Every Monday evening or Tuesday morning, Jason and Amie update our Boswell's Best of 20% off titles. We know that folks don't really think about us as a price store, though we do have plenty of second-hand and bargain books at very good prices, and markdowns at really great ones. The dollar cart (actually $1-4) goes away for the winter, but the store still has a $5 markdown cart with many great books on it. And the Boswell's Best gives you a good assortment of titles at a decent price. If you're on the Boswell Benefits program, you can think of the discount as effectively being 25%, as you get 5% of your purchase back in a coupon.

Publishers usually slow down their release schedule at this time of year. You'd want your books for the holiday season out already, to make sure they are well-positioned. That said, there are always a few new releases any time of year. For example, we just received and jason just added Luis Alberto Urrea's Queen of America to the list, his new novel that Stewart O'Nan called "jaunty, bawdy, gritty, and sweet."

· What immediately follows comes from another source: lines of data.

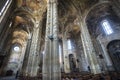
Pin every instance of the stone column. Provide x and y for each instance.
(93, 62)
(51, 65)
(66, 56)
(33, 64)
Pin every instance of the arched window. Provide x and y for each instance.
(107, 28)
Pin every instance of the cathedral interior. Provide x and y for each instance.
(59, 39)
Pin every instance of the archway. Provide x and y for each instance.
(9, 73)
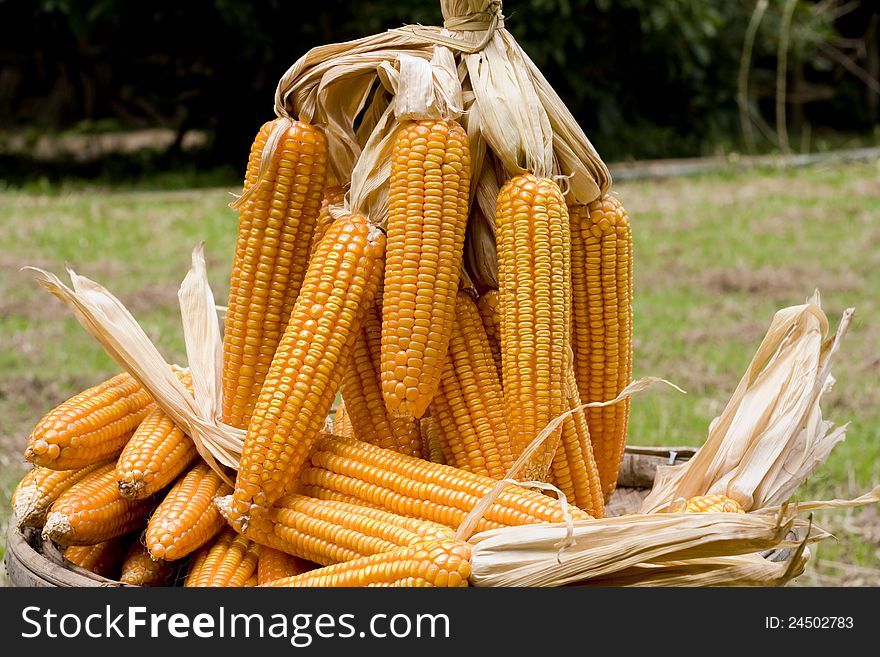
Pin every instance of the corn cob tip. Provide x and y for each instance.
(130, 488)
(25, 506)
(57, 527)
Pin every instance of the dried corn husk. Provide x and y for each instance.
(771, 436)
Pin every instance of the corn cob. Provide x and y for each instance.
(140, 569)
(713, 504)
(354, 471)
(186, 518)
(307, 370)
(574, 468)
(327, 532)
(38, 490)
(602, 293)
(103, 558)
(342, 422)
(332, 196)
(469, 405)
(92, 511)
(429, 563)
(534, 277)
(229, 560)
(90, 427)
(427, 215)
(275, 231)
(362, 391)
(156, 454)
(274, 564)
(491, 314)
(432, 441)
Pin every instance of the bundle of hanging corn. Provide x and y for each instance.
(424, 229)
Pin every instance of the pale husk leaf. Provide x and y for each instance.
(771, 435)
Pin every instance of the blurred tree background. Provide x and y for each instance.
(645, 78)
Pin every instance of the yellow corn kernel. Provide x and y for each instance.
(186, 519)
(428, 197)
(311, 358)
(534, 288)
(353, 471)
(602, 295)
(469, 405)
(429, 563)
(271, 255)
(92, 511)
(90, 427)
(38, 490)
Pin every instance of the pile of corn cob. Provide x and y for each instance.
(444, 383)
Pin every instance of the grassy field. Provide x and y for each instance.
(716, 256)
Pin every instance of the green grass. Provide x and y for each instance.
(716, 256)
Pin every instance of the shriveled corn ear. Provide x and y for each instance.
(140, 569)
(156, 454)
(274, 564)
(92, 511)
(429, 563)
(332, 196)
(90, 427)
(574, 469)
(713, 504)
(311, 358)
(104, 558)
(602, 295)
(229, 560)
(490, 313)
(186, 519)
(427, 215)
(342, 422)
(469, 404)
(327, 532)
(362, 390)
(276, 222)
(354, 471)
(432, 441)
(38, 490)
(534, 278)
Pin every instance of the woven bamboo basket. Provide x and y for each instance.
(30, 562)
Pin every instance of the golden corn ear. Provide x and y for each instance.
(274, 564)
(229, 560)
(490, 312)
(574, 469)
(140, 569)
(429, 563)
(332, 196)
(342, 422)
(534, 288)
(327, 532)
(338, 291)
(602, 295)
(362, 391)
(90, 427)
(38, 490)
(156, 454)
(92, 511)
(274, 234)
(186, 519)
(469, 405)
(360, 473)
(427, 215)
(713, 504)
(103, 558)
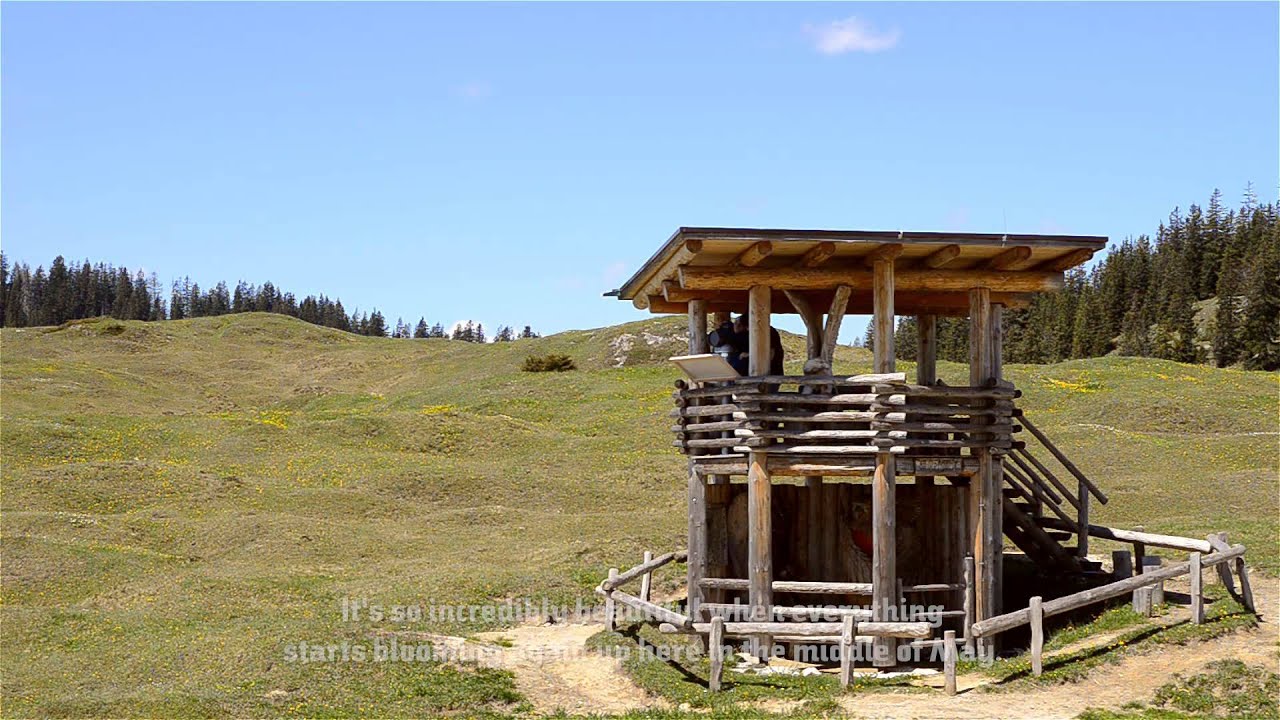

Most of the year the Boswell's Best runs about 50 books, but we expand it for the holidays, by having every bookseller pick a few titles that they count among their favorites for the year. Yes, I know it is not Tuesday. Here are some of our selections:

Sharon:
When She Woke, by Hillary Jordan
Stacie's also a huge fan of this novel, an apocalyptic take on The Scarlet Letter. Hannah Jordan wokes up in a ward where she's been injected with a virus that makes her skin turn red for having an abortion. Both readers compared the new book to Margaret Atwood. It was also the #1 Indie Next Pick for October.  And Jordan won a lot of fans with Mudbound, though this is a very different kind of novel. We've been a little disappointed with our sales so far, but we're hoping we can have a good holiday with this solid novel.

Mark:
The Cat's Table, by Michael Ondaatje
This novel with autobiographical elements (he's sent on a voyage from Ceylon to London to join his mother) has had magnificent reviews, and I think has been a bigger success than his last, Divisadero. Honestly, I read it and though it was beautfully written, I kept thinking that Ondaatje's secret message to me was "I dare you to love me. I dare you."  This novel is more straightforward. We've already sold substantially more copies than the Schwartz location did of his previous novel and a Christmas push should bring us to about double the sales.

Amie:
The Buddha in the Attic, by Julie Otsuka
Otsuka's "delicate and heartbreaking" (I'm paraphrasing Publishers Weekly) novel about Japanese mail-order brides was shortlisted for the National Book Award, and if you're wondering, Jason just added the winner, Jessamyn Ward's Salvage the Bones, to the Boswell's Best this week too. This novel falls also falls into the first-person plural camp, along with Hannah Pittard's The Fates will Find Their Way. Based on other novels I can think of that use this device (from Dean Bakopoulous and Jeffrey Eugenides*), I hearby challenge someone to write a book that isn't sad and whistful--a gruesome zombie novel or something like that. But no parodies.

*And Joshua Ferris too, right? Doesn't Then We Came to the End qualify? I can't remember.